Romans 12 and Ephesians 4

These passages widen the picture. Not every gift is dramatic. Teaching, service, leadership, mercy, and shepherding all count as Spirit-given ways the church grows. That matters because the New Testament does not reduce spiritual gifting to tongues and prophecy alone.

Common mistakes readers make

A lot of confusion comes from reading one verse in isolation. Another common mistake is assuming that ‘spiritual gifts’ means only spectacular gifts.

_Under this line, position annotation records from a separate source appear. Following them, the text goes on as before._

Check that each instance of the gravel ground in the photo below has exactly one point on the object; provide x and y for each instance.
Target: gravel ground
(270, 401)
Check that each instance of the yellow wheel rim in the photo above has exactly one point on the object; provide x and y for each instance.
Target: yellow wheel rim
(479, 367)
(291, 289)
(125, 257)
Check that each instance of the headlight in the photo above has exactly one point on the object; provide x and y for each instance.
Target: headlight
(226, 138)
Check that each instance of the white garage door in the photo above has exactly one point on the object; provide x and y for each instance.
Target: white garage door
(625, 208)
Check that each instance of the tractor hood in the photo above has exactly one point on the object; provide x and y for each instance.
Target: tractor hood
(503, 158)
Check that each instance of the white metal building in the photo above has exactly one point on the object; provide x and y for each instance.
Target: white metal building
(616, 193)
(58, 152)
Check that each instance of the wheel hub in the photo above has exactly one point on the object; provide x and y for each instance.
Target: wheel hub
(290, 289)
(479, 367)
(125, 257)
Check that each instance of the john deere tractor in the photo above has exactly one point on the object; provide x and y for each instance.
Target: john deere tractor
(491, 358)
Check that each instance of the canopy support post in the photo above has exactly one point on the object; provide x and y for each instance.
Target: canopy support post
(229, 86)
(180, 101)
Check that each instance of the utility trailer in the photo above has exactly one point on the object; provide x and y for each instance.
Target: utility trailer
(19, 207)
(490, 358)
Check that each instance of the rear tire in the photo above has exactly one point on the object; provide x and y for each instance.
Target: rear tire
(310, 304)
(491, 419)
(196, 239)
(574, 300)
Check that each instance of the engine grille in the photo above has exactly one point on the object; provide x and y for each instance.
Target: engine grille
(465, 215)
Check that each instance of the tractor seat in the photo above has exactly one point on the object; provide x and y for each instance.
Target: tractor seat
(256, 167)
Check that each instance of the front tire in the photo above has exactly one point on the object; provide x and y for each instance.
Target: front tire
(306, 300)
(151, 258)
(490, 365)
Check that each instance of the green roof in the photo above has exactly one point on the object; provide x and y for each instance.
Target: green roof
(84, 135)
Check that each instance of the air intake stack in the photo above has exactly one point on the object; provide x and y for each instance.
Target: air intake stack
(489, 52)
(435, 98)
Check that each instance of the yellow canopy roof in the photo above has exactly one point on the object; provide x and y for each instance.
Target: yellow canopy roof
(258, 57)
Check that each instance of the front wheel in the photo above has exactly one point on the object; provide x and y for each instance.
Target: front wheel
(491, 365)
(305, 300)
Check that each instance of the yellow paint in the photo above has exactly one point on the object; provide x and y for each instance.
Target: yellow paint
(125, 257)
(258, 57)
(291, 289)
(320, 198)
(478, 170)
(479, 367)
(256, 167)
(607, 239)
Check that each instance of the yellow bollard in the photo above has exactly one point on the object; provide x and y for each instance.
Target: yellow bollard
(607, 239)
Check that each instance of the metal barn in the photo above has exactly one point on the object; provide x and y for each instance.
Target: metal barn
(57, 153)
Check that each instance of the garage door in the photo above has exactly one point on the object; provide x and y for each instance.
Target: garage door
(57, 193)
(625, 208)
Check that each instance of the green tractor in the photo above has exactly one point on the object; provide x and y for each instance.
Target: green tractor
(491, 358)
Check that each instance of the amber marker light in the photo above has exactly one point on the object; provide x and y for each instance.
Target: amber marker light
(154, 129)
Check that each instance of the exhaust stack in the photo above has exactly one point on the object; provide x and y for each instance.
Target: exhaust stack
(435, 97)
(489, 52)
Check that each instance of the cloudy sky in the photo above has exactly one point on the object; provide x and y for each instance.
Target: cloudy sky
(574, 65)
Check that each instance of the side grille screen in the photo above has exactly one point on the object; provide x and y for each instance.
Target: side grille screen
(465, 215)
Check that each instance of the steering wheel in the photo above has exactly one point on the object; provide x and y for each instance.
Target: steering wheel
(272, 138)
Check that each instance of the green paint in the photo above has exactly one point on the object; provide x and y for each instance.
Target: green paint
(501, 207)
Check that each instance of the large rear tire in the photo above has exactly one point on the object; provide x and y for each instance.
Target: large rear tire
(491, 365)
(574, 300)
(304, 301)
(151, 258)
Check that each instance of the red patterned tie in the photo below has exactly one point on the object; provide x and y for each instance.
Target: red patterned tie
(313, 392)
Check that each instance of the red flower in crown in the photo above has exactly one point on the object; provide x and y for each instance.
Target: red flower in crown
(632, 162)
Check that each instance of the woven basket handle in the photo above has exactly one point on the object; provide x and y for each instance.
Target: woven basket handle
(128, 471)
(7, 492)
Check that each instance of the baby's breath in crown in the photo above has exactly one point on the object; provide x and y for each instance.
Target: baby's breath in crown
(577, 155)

Paul does not talk that way.

Three more mistakes come up often:

  • Treating Amish restraint as if it means no belief in the Spirit at all.
  • Treating Baptist diversity as if all Baptists take the same position.
  • Using 1 Corinthians 13:10 without reading chapters 12 and 14 with it.

The context matters because Paul is not writing a list of isolated talking points. He is correcting a church and showing how gifts should serve love and order.

Who each approach suits

If you want worship shaped by plainness, communal discernment, and little public focus on miraculous claims, the Amish pattern will feel familiar. If you want a church that may discuss spiritual gifts openly but still insists on Scripture, order, and local authority, some Baptist churches will fit that better.

If public charismatic practice is central to your faith, many Amish communities and many cessationist Baptist churches will feel too restrained. If you want strong boundaries against spiritual showmanship, both Amish practice and cessationist Baptist practice offer that in different forms.

Verdict

The clearest summary is this: Amish Christians usually treat public spirit-gift claims as outside normal worship life, while Baptists range from closed to open on the question. Both traditions care about Scripture, but they emphasize different parts of the New Testament gift discussion and apply them in different church cultures.

For a careful reading, start with 1 Corinthians 12-14 as one argument, not three separate proof texts. Then read Acts 2, Romans 12, Ephesians 4, and 1 Thessalonians 5 beside it. That keeps the discussion anchored where Paul and the rest of the New Testament actually place it: on love, edification, discernment, and order.